While it wasn’t a horror game, the utter abandonment of the house in Gone Home made every turn around every corner feel like an imminent encounter with the supernatural. It was only in the material possessions of that house’s residents that any sign of life was even evident. Take that format and throw it out into the cold isolation of space and you have the recipe for an even eerier experience. But on board the space station where Fullbright’s upcoming game Tacoma takes place, it seems we won’t be completely alone.
If you count the virtual presences that occupy the empty rooms and corridors of the Lunar Transfer Station Tacoma, the spacecraft is actually alive with company. Administrative staff, researchers, engineers, and more haunt the halls as digital ghosts, or more specifically, holograms projected around the station thanks to AR body-positioning data recorded from the real Tacoma residents while they were still on board.
We got a glimpse of these AR ghosts in Tacoma‘s E3 trailer, but a new five-minute long preview from Game Informer offers a deeper look at what role they’ll play on board Tacoma station.
You play as a character named Amy Ferrier who finds herself alone on a space station and must determine what took place there. Because you’re guided by AR manifestations rather than video or audio diaries, you get to actually see how crew members lived, worked, and interacted with others on the station, rather than just dig for clues in the aftermath of their departure.
The ability to stand among these AR recordings as they replay via hologram could add new dimensions to the familiar type of detective work in Gone Home. If crew members branch off into different rooms as they converse, following one instead of the other might reveal some new information, like where they hide a certain item or what their station login is. Maybe body language plays an important role in some interactions. Maybe certain things just can’t be conveyed with words.
Maybe body language plays an important role
If Gone Home is any evidence, Fullbright does a good job exploring the different ways people occupy and move through physical spaces.
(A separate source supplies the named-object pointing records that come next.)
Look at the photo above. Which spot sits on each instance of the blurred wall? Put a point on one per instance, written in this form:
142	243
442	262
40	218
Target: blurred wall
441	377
Seeing how the team handles Tacoma’s unique approach, and in such a drastically different setting, will make for interesting comparison.
Speaking of movement: in the video, we also get a look at some of the zero-gravity exploration that Tacoma’s E3 trailer showed off, where “surface transfer” technology lets you quickly turn ceilings into floors and vice versa, changing up your perspective and maybe opening up some hidden nooks to investigate.
Tacoma is headed to PC and Xbox One in 2016.